More recently, researches and evidences are emerging connecting creative personalities with depression and several other issues of mental health. Whilst this triggers a sense of curiosity, one might necessarily ask, is creativity a blessing laden with curses in disguise? Or does is there something peculiar to the creative personality?
In an attempt to understand or shed light to this puzzle, it would be necessary to step into the world of the creatives, stand in their shoes, view life from their standpoint, perhaps this would give a clue as to the reason this is so.
A common attribute to most creative minds is the ability to ruminate or meditate on thoughts, paying attention to the minutest details. This goes as far into deeply thinking especially on stressful events, the mind wanders on what happened, what should have happened if something was done differently, the implications of the little things that happened on the course of life. Creatives tend to prune into events and replay them repeatedly in their mind to have a better grasp or understanding. This consequently according to Susan Nolen-Hoeksema, a psychologist at Yale leads them into a state of hopelessness or intense depression.
Although this process of intense reflection to depression is not just limited to or evident in creatives alone but to every other average human. An average person who deeply reflects on an event, a stressful one specifically, has a high probability of slipping into depression however, such might be in a short period of time unlike one who continually broods on the event which is the case of the creative minds.
The state of depression for a creative person tends to stay longer due to his/her tendency to continue thinking on a stressful event. It has been established that a common trait among creatives is “thinking” hence, it would not be wrong to assert that all that process of thinking would consequently birth several trails of feelings ranging from loneliness, hopelessness to feelings of failure.
Thus, this gives a brighter understanding and some sort of answer as to the case of creatives and depression. We realize that depression is not what really makes one creative rather, the creative mind who continually uses his/her time deeply reflecting or meditate on an event has a high tendency of suffering from severe depression. What invariably makes the creative person stand out in cases of depression is their ability to think more intensely on an event than other personality types.

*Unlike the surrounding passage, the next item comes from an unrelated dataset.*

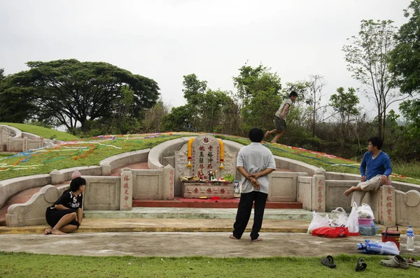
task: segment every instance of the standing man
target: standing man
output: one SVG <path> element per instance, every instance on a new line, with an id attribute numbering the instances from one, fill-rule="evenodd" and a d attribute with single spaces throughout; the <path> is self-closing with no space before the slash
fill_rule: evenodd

Furthermore, it might also be important to note that creative minds respond differently to their environment than other personality types. According to Nancy Andreasen, author of “The Creative Brain”, it was pointed out that the flexibility and openness to new experiences of the creative mind also signifies an ambiguous and complex inner world for these personality types. Whilst other personality types that are less creative respond to events or situations based on what had been instructed them by persons in authority, the creative mind finds it difficult to adapt to such situations rather has a much more ambiguous and very fluid approach. Hence the reason for their nature of questioning status quo, deep reflection, pondering and analyzing which often leads them into isolation and often time depression.